Methanol/Chloroform Precipitation Method

1. Add equal volume (100 uL) of 100% methanol and 62.5 uL of chloroform to 100 uL of soluble Protein and mix well for 5 min.

2. Centrifuge at 12,000_ g for 15 min.

3. Remove supernatant without attaching the interface layer (protein fraction) by pipette.

4. Add 100 uL of 100% methanol to the sample and mix gently for 5 min. Centrifuged at 12,000_ g at 25 _C for 15 min.

5. The supernatant is discarded, then the pellet air-dried.

Acetone Precipitation Method

1. Cool the required volume of acetone to -20°C.

2. Place protein sample in acetone-compatible tube.

3. Add four times the sample volume of cold (-20°C) acetone to the tube.

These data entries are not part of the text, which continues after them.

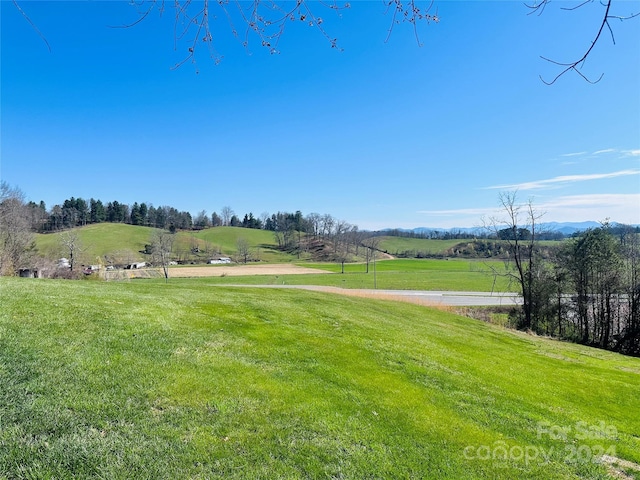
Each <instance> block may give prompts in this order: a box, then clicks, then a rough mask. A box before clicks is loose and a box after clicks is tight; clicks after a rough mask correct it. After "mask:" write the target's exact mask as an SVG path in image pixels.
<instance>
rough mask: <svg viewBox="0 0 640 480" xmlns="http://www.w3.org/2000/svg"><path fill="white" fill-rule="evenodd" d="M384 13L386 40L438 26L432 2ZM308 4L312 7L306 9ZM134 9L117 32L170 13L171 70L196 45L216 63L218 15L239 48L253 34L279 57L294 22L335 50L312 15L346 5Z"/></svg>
mask: <svg viewBox="0 0 640 480" xmlns="http://www.w3.org/2000/svg"><path fill="white" fill-rule="evenodd" d="M384 3H385V5H386V8H387V11H388V12H389V11H391V12H392V19H391V26H390V28H389V33H388V35H387V40H388V39H389V36H390V35H391V32H392V31H393V28H394V26H395V25H397V24H399V23H404V22H406V23H409V24H411V25H412V26H413V29H414V33H415V36H416V41H417V42H418V44H419V43H420V41H419V36H418V24H419V23H420V22H422V21H424V22H438V21H439V17H438V16H437V14H431V13H430V10H431V8H432V3H431V4H428V5H427V7H426V8H425V7H420V6H418V4H417V0H384ZM312 4H313V5H312ZM134 5H135V6H136V8H137V9H138V14H139V18H138V19H137V20H136V21H134V22H132V23H130V24H127V25H121V26H120V28H127V27H131V26H134V25H136V24H138V23H140V22H141V21H142V20H144V19H145V18H146V17H147V16H148V15H149V13H151V11H153V10H157V11H158V12H159V13H160V14H163V13H164V12H165V10H166V9H167V8H170V9H172V10H173V15H174V17H175V24H174V39H175V49H176V50H177V49H178V43H181V42H183V41H186V42H187V45H188V46H187V52H186V54H185V56H184V58H183V59H182V60H181V61H179V62H178V63H176V64H175V65H174V67H173V68H178V67H180V66H182V65H184V64H185V63H187V62H195V52H196V49H197V48H198V46H201V45H202V44H205V45H206V46H207V48H208V50H209V55H210V57H211V58H212V59H213V61H214V62H215V63H219V62H220V61H221V60H222V55H221V54H219V53H218V52H217V51H216V49H215V45H214V44H215V42H214V29H213V27H212V20H217V19H218V16H220V17H221V18H223V19H224V20H225V21H226V22H227V23H228V25H229V27H230V29H231V33H232V34H233V36H234V37H236V38H237V39H238V40H239V41H240V42H241V44H242V45H243V46H244V47H245V48H249V44H250V38H251V36H252V35H255V36H256V37H257V39H258V43H259V44H260V46H262V47H264V48H267V49H268V50H269V52H270V53H272V54H276V53H279V50H278V45H279V42H280V39H281V37H282V36H283V34H284V32H285V30H286V28H287V26H288V25H289V24H292V23H295V22H301V23H306V24H308V25H309V26H310V27H314V28H315V29H316V30H317V31H318V32H319V33H320V34H321V35H322V36H323V37H324V38H325V39H326V40H327V41H328V42H329V44H330V45H331V48H336V49H340V47H339V45H338V39H337V38H334V37H333V36H331V35H329V32H328V31H327V30H326V29H325V27H324V22H325V20H324V19H323V17H322V16H320V15H319V14H318V13H319V12H318V11H319V10H320V11H321V10H322V9H324V11H325V12H327V11H328V12H334V13H337V14H338V15H340V12H341V11H343V10H346V9H349V8H350V7H351V5H350V4H349V3H348V2H342V1H338V0H329V1H319V2H317V1H316V2H312V1H311V0H296V1H295V2H284V1H281V0H252V1H249V2H248V1H242V0H204V1H193V0H174V1H173V2H171V3H169V2H167V1H166V0H141V1H140V2H138V3H135V4H134ZM237 25H239V27H238V26H237Z"/></svg>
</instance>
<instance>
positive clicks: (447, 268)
mask: <svg viewBox="0 0 640 480" xmlns="http://www.w3.org/2000/svg"><path fill="white" fill-rule="evenodd" d="M299 265H302V266H305V267H312V268H319V269H321V270H328V271H330V272H333V273H334V274H335V275H278V276H275V275H259V276H258V275H257V276H247V277H244V276H242V277H235V276H229V277H211V278H201V279H194V280H193V281H194V282H199V283H209V284H212V283H215V284H245V285H282V284H286V285H327V286H332V287H341V288H374V273H373V263H371V264H370V265H369V273H366V265H365V264H362V263H357V264H354V263H350V264H345V273H344V274H341V273H340V271H341V265H340V264H336V263H300V264H299ZM489 265H492V266H493V267H494V268H496V269H499V270H500V271H504V263H503V262H499V261H493V262H484V261H475V260H471V261H469V260H433V259H421V260H413V259H410V260H384V261H377V262H376V274H375V284H376V286H377V288H378V289H389V290H449V291H451V290H464V291H481V292H490V291H500V292H506V291H517V290H516V289H517V285H514V284H512V285H509V283H508V281H507V280H506V279H505V278H504V277H497V278H495V283H494V277H493V275H491V274H490V273H489ZM181 281H183V280H181Z"/></svg>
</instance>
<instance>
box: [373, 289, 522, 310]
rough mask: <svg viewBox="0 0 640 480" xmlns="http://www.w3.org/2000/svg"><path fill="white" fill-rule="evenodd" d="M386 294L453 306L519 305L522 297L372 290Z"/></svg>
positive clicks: (419, 290)
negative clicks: (399, 295) (396, 295)
mask: <svg viewBox="0 0 640 480" xmlns="http://www.w3.org/2000/svg"><path fill="white" fill-rule="evenodd" d="M371 291H373V292H384V294H386V295H400V296H406V297H416V298H420V299H424V300H426V301H427V302H431V303H442V304H443V305H452V306H461V307H462V306H487V305H519V304H521V303H522V299H521V298H520V296H519V295H518V294H516V293H503V292H501V293H491V292H445V291H433V290H371Z"/></svg>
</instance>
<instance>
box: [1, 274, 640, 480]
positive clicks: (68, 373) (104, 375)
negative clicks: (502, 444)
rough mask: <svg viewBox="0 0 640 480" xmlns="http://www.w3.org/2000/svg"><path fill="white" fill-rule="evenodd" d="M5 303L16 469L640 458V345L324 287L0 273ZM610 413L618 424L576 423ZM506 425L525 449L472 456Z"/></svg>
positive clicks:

4. Vortex tube and incubate for 4 hours at -20°C (can be kept overnight).

5. Centrifuge 10 minutes at 13,000-15,000 × g.

6. Decant and properly dispose of the supernatant, being careful to not dislodge the protein pellet.
Optional: If additional cycles of precipitation are necessary to completely remove the interfering substance, then repeat
steps 2-5 before proceeding to step 7.

7. Allow the acetone to evaporate from the uncapped tube at room temperature for 30 minutes. Do not over-dry pellet, or it
may not dissolve properly.

8. Add buffer appropriate for the downstream process and vortex thoroughly to dissolve protein pellet.